Excerpt from Ari’s weekly Top 5 E-Newsletter. To stay in-the-know about things that Ari is excited about in the Zingerman’s family, sign up here!

New Year New Brew Giveaway Rules


  1. Eligibility: This Campaign is open only to those who sign up at the and who are 18 years of age or older as of the date of entry. The Campaign is only open to legal residents of the United States, and is void where prohibited by law. Employees of Zingerman’s Community of Businesses, its affiliates, subsidiaries, advertising and promotion agencies, and suppliers, (collectively the “Employees”), and immediate family members and/or those living in the same household of Employees are not eligible to participate in the Campaign. The Campaign is subject to all applicable federal, state, and local laws and regulations. Void where prohibited.
  2. Agreement to Rules: By participating, the Contestant (“You”) agree to be fully unconditionally bound by these Rules, and You represent and warrant that You meet the eligibility requirements. In addition, You agree to accept the decisions of Zingerman’s Coffee Company as final and binding as it relates to the content of this Campaign.
  3. Campaign Period: Entries will be accepted online starting on Tuesday, January 1st, 2019, 12:00:01 EST and ending Thursday, February 28th, 2019, 11:59:59 EST. All online entries must be received by Thursday, February 28th, 2019, 11:59:59 EST.
  4. How to Enter: The Campaign must be entered by submitting an entry using the online form provided at The entry must fulfill all Campaign requirements, as specified, to be eligible to win a prize. Entries that are incomplete or do not adhere to the rules or specifications may be disqualified at the sole discretion of Zingerman’s Coffee Company. You may enter only once. You must provide the information requested. You may not enter more times than indicated by using multiple email addresses, identities, or devices in an attempt to circumvent the rules. If You use fraudulent methods or otherwise attempt to circumvent the rules, your submission may be removed from eligibility at the sole discretion of Zingerman’s Coffee Company.
  5. Prizes: The Winner(s) of the Campaign (the “Winner”) will receive:

Actual/appraised value may differ at time of prize award. The specifics of the prize shall be solely determined by Zingerman’s Coffee Company. No cash or other prize substitution shall be permitted except at Zingerman’s Coffee Company discretion. The prize is non-transferable. Any and all prize-related expenses, including without limitation any and all federal, state, and/or local taxes, shall be the sole responsibility of Winner. No substitution of prize or transfer/assignment of prize to others or request for the cash equivalent by Winner is permitted. Acceptance of prize constitutes permission for Zingerman’s Coffee Company to use Winner’s name, likeness, and entry for purposes of advertising and trade without further compensation, unless prohibited by law.

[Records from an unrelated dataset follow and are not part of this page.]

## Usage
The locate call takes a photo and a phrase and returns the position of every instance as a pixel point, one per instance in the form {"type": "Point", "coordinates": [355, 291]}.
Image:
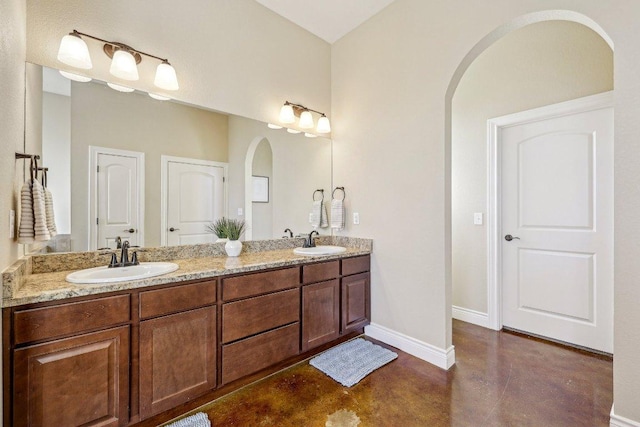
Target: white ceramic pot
{"type": "Point", "coordinates": [233, 247]}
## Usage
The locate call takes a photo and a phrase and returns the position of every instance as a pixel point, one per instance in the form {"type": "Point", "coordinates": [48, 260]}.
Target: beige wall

  1. Odds: The odds of winning depend on the number of eligible entries received.
  2. Winner Selection and Notification: Winner will be selected by a random drawing under the supervision of Zingerman’s Coffee Company. Winner will be notified by email within five (5) days following selection of Winner. Zingerman’s Coffee Company shall have no liability for Winner’s failure to receive notices due to spam, junk e-mail or other security settings or for Winner’s provision of incorrect or otherwise non-functioning contact information. If Winner cannot be contacted, is ineligible, fails to claim the prize within 30 days from the time award notification was sent, or fails to timely return a completed and executed declaration and release as required, the prize may be forfeited and an alternate Winner selected. Receipt by Winner of the prize offered in this Campaign is conditioned upon compliance with any and all federal, state, and local laws and regulations. ANY VIOLATION OF THESE OFFICIAL RULES BY WINNER (AT Zingerman’s Coffee Company‘s SOLE DISCRETION) WILL RESULT IN WINNER’S DISQUALIFICATION AS WINNER OF THE CAMPAIGN, AND ALL PRIVILEGES AS WINNER WILL BE IMMEDIATELY TERMINATED.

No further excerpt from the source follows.